If you're a fan of Alan Turing, and interested in the work at Bletchley Park
on the Enigma decryption, and also interested in models of perception and models
of learning, then this
paper will bring it all together for you -- *Banburismus and the Brain:
Decoding the Relationship between Sensory Stimuli, Decisions, and Reward*,
by Joshua Gold and Michael Shadlen.

I've felt for a long time that the "Banburismus" stuff deserves more attention, both on its own terms and in its relationship to the birth of information theory. One reason for the neglect is that its details were classified until a few years ago. Also, Turing never had a chance to write about the general principles of Banburismus because he was busy with other things in the few years before his death, and previous descriptions of the work either focus on the cryptanalytic details or present the general ideas without enough mathematical substance to tell you how to apply them. Gold and Shadlen do a great job of explaining the general principles and why they're important, while also grounding the ideas in enough specifics for you to implement them if you want to. And they also show how to use this perspective to frame research questions about the neuroscience of perception!
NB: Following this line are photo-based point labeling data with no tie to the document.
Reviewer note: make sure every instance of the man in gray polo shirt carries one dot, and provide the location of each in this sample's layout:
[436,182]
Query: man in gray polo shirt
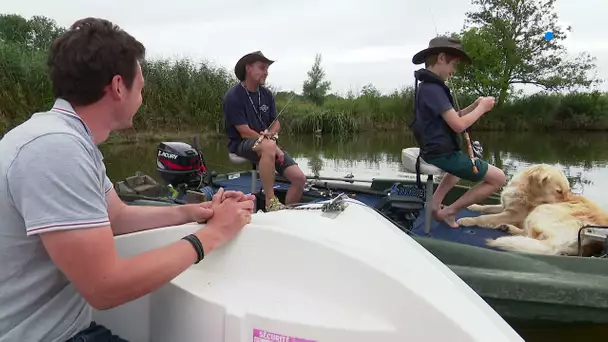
[58,208]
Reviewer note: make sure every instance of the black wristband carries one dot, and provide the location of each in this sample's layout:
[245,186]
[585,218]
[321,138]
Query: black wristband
[198,246]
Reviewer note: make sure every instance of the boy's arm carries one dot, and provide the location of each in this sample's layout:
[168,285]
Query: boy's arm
[437,100]
[470,108]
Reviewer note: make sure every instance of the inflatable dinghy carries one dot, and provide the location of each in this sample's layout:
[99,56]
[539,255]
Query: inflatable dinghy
[332,272]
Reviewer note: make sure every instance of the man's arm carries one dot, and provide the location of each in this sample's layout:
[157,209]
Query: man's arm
[276,126]
[64,204]
[235,115]
[127,219]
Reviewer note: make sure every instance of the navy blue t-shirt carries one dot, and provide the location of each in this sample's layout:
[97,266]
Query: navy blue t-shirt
[239,110]
[434,134]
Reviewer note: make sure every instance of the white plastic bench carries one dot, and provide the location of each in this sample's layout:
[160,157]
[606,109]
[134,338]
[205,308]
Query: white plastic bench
[408,159]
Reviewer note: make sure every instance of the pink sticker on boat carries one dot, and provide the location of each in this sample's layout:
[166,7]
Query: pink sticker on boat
[265,336]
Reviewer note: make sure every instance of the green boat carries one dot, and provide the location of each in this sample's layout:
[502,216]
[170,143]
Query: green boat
[520,287]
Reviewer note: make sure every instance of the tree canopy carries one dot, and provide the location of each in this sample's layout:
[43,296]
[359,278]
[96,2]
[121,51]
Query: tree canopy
[506,40]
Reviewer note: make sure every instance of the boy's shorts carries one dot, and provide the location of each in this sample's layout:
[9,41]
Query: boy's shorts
[459,164]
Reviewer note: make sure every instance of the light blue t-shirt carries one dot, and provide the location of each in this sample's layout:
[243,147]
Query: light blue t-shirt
[52,177]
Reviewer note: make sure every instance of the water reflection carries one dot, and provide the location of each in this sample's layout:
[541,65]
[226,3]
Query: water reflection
[581,156]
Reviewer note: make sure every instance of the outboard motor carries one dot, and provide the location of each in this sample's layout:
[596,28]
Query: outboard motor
[180,164]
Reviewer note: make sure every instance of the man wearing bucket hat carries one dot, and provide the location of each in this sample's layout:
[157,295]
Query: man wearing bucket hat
[436,127]
[249,109]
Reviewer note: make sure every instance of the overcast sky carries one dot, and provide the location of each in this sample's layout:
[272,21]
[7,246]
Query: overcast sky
[360,41]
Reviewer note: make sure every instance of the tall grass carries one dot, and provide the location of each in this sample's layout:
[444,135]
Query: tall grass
[187,96]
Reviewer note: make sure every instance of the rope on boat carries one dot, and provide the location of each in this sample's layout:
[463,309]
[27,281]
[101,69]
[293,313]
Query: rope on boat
[335,204]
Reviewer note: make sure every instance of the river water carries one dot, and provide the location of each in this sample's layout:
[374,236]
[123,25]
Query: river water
[582,156]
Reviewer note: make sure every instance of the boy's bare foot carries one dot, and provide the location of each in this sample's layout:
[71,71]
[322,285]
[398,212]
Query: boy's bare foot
[447,217]
[436,209]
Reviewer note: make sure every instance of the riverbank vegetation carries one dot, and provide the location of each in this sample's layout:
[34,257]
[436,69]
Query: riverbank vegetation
[187,96]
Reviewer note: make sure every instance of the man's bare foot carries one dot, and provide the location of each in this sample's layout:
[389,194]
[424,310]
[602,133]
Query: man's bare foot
[447,217]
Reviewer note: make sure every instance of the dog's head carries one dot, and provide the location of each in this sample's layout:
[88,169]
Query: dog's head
[546,184]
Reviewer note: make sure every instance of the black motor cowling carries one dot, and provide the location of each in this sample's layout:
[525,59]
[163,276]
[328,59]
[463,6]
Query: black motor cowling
[180,164]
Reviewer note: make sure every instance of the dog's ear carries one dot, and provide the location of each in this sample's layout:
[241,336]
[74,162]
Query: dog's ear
[544,179]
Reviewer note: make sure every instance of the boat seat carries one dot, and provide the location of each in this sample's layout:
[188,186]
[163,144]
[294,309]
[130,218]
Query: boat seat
[236,159]
[408,159]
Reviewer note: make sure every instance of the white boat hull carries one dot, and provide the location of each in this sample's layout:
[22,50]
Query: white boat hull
[349,276]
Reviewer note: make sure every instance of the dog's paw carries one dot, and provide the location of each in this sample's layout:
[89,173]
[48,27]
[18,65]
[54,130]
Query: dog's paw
[475,207]
[491,242]
[466,221]
[504,228]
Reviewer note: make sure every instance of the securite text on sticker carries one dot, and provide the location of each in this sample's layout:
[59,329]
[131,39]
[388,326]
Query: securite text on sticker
[266,336]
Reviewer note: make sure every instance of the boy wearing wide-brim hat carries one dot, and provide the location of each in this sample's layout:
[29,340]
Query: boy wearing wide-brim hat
[249,109]
[436,127]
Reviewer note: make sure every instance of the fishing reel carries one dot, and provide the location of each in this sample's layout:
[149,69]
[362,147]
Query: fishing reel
[477,148]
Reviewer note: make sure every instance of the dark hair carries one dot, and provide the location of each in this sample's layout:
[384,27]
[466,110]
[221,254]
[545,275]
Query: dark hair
[83,60]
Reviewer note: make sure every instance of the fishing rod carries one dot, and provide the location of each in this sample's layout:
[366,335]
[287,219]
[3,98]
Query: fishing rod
[263,135]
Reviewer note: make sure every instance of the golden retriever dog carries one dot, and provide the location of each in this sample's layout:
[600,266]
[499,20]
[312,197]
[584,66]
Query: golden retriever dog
[535,185]
[553,229]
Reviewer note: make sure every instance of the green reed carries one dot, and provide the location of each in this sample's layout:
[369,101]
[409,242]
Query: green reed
[187,96]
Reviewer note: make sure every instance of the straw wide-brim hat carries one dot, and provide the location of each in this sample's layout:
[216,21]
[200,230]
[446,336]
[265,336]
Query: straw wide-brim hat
[252,57]
[442,44]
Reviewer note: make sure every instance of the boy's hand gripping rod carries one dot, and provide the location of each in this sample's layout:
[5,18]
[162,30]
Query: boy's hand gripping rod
[265,133]
[465,133]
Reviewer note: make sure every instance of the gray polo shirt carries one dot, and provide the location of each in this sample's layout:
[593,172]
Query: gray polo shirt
[52,177]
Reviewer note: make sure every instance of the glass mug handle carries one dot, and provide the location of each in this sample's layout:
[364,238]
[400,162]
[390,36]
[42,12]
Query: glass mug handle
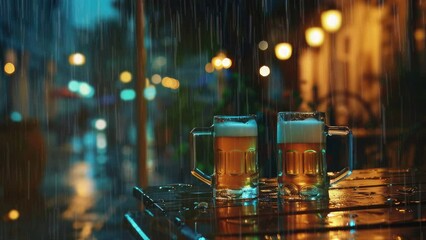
[342,131]
[199,132]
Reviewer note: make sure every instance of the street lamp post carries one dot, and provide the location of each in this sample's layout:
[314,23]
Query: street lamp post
[315,38]
[331,21]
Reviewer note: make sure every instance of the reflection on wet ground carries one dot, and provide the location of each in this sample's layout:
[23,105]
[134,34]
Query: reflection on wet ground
[371,204]
[86,191]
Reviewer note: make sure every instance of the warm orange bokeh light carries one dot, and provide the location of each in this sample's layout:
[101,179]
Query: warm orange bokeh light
[9,68]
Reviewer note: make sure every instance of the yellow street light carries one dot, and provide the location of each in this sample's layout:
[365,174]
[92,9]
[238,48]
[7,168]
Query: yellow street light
[283,51]
[125,77]
[9,68]
[226,63]
[77,59]
[314,36]
[331,20]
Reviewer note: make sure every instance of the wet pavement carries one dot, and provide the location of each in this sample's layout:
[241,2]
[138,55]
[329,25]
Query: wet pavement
[85,193]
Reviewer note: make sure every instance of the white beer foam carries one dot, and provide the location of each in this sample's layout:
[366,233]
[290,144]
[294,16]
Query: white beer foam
[300,131]
[236,129]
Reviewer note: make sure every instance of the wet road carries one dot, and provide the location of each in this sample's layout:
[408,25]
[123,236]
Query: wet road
[85,192]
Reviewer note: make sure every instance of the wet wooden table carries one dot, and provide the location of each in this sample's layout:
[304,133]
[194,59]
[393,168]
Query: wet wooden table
[370,204]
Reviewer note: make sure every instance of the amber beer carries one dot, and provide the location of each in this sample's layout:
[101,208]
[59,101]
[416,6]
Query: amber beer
[236,166]
[302,174]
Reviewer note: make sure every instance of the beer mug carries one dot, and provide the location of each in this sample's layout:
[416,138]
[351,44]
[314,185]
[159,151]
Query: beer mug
[236,172]
[302,163]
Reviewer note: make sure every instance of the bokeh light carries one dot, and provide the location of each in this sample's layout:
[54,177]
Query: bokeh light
[331,20]
[314,36]
[264,71]
[125,77]
[13,214]
[77,59]
[283,51]
[16,116]
[9,68]
[127,94]
[100,124]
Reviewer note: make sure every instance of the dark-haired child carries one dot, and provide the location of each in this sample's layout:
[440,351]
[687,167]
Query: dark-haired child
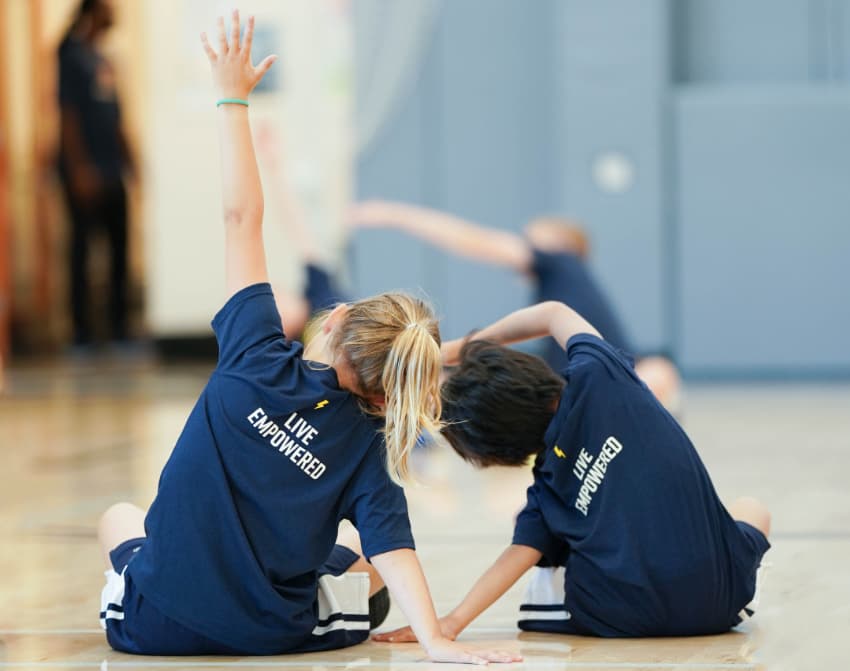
[552,251]
[622,520]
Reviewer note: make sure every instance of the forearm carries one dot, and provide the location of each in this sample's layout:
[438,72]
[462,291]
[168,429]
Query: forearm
[402,573]
[453,234]
[241,189]
[544,319]
[498,579]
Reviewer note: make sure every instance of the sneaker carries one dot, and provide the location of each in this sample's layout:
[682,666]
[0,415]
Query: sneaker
[379,607]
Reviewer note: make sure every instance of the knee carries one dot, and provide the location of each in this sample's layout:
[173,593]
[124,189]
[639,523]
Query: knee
[117,517]
[752,511]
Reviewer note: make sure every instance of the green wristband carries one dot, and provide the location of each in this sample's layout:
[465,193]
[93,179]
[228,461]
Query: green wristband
[231,101]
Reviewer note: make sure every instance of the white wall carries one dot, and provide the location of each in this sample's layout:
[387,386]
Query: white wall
[184,236]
There is still an untold story about the relationship between Turing's Banburismus work and the birth of Shannon's information theory. Most of the story will probably never be told, since all the people involved are dead, and there are probably no relevant documents. Turing spent a few months at Bell Labs in 1942-43, as the British representative on a team working out a method for encrypted voice communication, which was implemented in a system that Churchill and Roosevelt used for transatlantic conversations. Given what Turing and Shannon were like, I bet that the Banburismus stuff came up. I don't mean to take anything away from Shannon -- he was clearly one of the most important and original thinkers of the 20th century -- but it's nice to think that Turing had a hand in the origins of the mathematics of information as well as the mathematics of computation.

It's too bad that Gold and Shadlen's paper didn't come out before Neal Stephenson
wrote *Cryptonomicon*, since
its theme would be excellent source of dramatic metaphors. Stephenson's novels
tends to nucleate around odd bits of intellectual history. Wilkin's
"philosophical character" in *Quicksilver*; Julian
Jayne's "bicameral mind" theories (about which more later...) in *The Big U* and *Snowcrash*;
the Enigma decryption in Cryptonomicon.

There's another indirect literary spin-off from Turing's visit to Bell Labs. Stalin was very jealous of the vocoder, and set mathematicians and electrical engineers to work in a prison-camp laboratory to try to create one for him. One of the prisoners working on this project was Aleksandr Isaevich Solzhenitsyn, and his experiences there later became the back-drop to his novel *The First Circle*.